Huawei is facing yet another conundrum. This, like most of their most recent troubles, comes courtesy of the sanctions imposed by the United States. The initial round sanctions saw Huawei lose any support from US-based companies like Google. This limited physical component supply as well as software support. The second round of sanctions enacted in May extended restrictions to Huawei’s foreign suppliers who use or licence US technology.
The most recent blow to Huawei is that they have lost the services of TSMC (Taiwan Semiconductor Manufacturing Co). Huawei has relied on TSMC as a manufacturing partner for their inhouse HiSIlicon Kirin chips. TSMC who use US-based technologies can no longer supply Huawei with the chips which feature in their flagship devices.
This doesn’t only stop at their smartphones, this extends to any other product that has the Kirin silicon or suppliers for other products that fall within the bounds of the sanctions.

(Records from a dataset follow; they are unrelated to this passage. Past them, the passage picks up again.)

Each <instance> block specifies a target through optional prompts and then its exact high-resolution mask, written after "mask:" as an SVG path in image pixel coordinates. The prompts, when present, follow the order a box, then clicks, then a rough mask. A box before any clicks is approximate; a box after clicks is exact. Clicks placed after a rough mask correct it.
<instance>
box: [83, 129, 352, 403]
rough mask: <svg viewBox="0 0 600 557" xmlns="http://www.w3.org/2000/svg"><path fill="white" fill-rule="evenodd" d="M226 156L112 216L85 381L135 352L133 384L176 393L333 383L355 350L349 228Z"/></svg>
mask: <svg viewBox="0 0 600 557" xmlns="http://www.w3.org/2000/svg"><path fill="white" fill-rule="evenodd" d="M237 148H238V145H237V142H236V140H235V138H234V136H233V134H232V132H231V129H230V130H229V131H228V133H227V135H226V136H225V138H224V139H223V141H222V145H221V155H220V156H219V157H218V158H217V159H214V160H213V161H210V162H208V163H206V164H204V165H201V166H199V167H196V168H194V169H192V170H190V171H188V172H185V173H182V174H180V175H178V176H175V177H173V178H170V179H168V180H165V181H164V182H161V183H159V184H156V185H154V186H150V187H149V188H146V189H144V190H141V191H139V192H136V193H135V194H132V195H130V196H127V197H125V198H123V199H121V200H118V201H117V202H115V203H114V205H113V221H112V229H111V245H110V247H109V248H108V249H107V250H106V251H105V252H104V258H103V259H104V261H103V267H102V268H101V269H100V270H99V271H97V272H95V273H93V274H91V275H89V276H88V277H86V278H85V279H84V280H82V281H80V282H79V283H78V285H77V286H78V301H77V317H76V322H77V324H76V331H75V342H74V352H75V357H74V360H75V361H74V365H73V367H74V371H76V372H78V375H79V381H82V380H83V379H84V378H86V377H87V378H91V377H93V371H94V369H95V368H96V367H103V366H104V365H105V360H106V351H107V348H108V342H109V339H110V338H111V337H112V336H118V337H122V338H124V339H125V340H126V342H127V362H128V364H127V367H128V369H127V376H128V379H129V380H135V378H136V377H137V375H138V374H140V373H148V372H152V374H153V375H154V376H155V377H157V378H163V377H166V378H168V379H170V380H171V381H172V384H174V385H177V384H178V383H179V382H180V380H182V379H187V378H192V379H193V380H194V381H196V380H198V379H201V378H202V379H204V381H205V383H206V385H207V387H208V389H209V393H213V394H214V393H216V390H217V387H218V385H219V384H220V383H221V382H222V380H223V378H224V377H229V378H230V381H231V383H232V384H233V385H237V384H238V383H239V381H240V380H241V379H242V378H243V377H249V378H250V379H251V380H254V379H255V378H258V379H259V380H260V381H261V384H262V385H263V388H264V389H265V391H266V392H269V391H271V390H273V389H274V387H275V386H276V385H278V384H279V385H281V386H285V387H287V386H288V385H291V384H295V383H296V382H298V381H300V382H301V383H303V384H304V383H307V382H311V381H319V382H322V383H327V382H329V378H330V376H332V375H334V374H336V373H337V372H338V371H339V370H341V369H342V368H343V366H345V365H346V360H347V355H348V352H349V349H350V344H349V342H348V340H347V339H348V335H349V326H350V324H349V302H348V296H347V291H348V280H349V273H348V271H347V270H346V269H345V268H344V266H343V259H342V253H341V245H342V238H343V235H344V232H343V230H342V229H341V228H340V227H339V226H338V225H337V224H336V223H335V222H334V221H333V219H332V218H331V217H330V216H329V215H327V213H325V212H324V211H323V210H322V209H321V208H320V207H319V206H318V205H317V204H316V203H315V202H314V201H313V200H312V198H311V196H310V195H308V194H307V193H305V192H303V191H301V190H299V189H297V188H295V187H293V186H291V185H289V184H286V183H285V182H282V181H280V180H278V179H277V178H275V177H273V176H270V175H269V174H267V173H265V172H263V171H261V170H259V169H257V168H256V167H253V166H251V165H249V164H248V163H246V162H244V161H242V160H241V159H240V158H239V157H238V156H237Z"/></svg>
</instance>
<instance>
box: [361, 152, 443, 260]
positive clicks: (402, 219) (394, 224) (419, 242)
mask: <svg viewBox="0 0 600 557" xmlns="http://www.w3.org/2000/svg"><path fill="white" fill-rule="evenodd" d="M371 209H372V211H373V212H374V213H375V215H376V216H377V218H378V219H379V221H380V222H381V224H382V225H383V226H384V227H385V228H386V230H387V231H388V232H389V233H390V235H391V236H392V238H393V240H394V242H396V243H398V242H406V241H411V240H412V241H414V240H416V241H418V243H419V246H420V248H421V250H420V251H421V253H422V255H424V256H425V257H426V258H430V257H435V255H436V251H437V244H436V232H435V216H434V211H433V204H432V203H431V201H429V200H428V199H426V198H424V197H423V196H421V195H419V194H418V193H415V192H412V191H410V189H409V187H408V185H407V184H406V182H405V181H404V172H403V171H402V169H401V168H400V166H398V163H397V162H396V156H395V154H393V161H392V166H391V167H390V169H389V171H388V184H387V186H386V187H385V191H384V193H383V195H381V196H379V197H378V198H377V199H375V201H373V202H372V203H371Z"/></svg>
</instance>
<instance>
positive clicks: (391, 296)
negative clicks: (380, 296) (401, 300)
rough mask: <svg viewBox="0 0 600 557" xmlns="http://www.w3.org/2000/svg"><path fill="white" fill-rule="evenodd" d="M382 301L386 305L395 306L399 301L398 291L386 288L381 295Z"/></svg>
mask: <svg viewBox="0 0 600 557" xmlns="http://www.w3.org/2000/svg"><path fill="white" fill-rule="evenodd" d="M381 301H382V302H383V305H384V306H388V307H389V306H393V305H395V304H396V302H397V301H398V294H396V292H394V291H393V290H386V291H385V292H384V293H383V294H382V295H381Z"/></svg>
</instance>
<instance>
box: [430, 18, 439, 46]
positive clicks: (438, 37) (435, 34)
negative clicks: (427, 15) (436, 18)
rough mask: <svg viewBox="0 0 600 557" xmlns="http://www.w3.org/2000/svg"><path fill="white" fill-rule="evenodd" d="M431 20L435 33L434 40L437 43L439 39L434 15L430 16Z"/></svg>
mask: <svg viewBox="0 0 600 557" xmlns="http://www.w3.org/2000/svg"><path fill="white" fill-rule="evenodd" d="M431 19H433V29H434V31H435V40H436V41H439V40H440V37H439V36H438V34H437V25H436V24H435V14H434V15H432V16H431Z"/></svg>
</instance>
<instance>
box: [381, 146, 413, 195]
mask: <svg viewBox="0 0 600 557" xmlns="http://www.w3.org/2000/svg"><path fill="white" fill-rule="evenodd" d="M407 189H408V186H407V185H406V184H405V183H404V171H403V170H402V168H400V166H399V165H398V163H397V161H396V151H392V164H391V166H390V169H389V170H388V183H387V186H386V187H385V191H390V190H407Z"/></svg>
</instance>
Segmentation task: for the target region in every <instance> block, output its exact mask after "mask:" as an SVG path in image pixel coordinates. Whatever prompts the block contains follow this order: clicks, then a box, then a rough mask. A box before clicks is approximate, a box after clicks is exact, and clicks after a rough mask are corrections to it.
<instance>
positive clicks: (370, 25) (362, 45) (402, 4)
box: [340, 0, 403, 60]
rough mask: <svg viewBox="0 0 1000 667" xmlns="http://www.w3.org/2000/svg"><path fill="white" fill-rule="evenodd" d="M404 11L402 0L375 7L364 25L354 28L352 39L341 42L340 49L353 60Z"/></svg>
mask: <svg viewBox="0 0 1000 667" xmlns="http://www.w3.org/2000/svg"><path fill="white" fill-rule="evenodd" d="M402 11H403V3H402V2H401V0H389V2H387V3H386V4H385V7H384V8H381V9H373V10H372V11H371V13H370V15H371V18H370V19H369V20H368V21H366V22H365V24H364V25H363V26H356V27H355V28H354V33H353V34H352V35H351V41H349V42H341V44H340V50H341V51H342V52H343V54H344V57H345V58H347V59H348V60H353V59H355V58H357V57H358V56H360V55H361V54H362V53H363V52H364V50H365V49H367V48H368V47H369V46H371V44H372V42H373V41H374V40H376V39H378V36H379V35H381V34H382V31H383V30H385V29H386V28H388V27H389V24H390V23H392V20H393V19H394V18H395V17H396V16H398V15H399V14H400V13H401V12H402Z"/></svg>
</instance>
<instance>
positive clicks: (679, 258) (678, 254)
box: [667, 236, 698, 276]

What are Huawei’s options?
Huawei may have to look to a domestic manufacturer. In a report by Android Authority, one option may be SMIC China (Semiconductor Manufacturing International Corporation). The initial problem is that SMIC uses US-made equipment and if a partnership materialises Washington will have something to say about it.
SMIC’s hardware, according to the same report, is not on the same level as the Kirin chips that Huawei has a dwindling supply of. Huawei may opt for the Mediatek Dimensity 5G which may not have the performance levels when compared to the Kirin hardware in their flagship devices but could be a short term option in the hope that the situation eases.
An unlikely ally?
In a report by the Wall Street Journal, chipmaker Qualcomm Inc is apparently lobbying the United States government to revoke the restrictions on the sale of components to Huawei. Qualcomm is arguing that the sanctions are limiting access to a market that is worth US$8 billion annually.
This alliance seems unlikely because Huawei and Qualcomm recently settled a patent licencing dispute which netted Qualcomm a US$1.8 billion payment from Huawei. On the other hand, one dispute doesn’t necessarily mean that there can’t be shared opportunities for both companies elsewhere. When there is money to be made, previous disagreements are usually smoothed over.
The next year may be gloomy for Huawei. If they can’t manage to get a chip manufacturer that can match the level of the Kirin then they will lose even more footing in international markets. The surge they had in Q1 for market share and in Q2 for devices shipped may not be repeated because it was down, in large part, to their home market. If their phones aren’t competitive with other brands then they could stand to lose ground in China.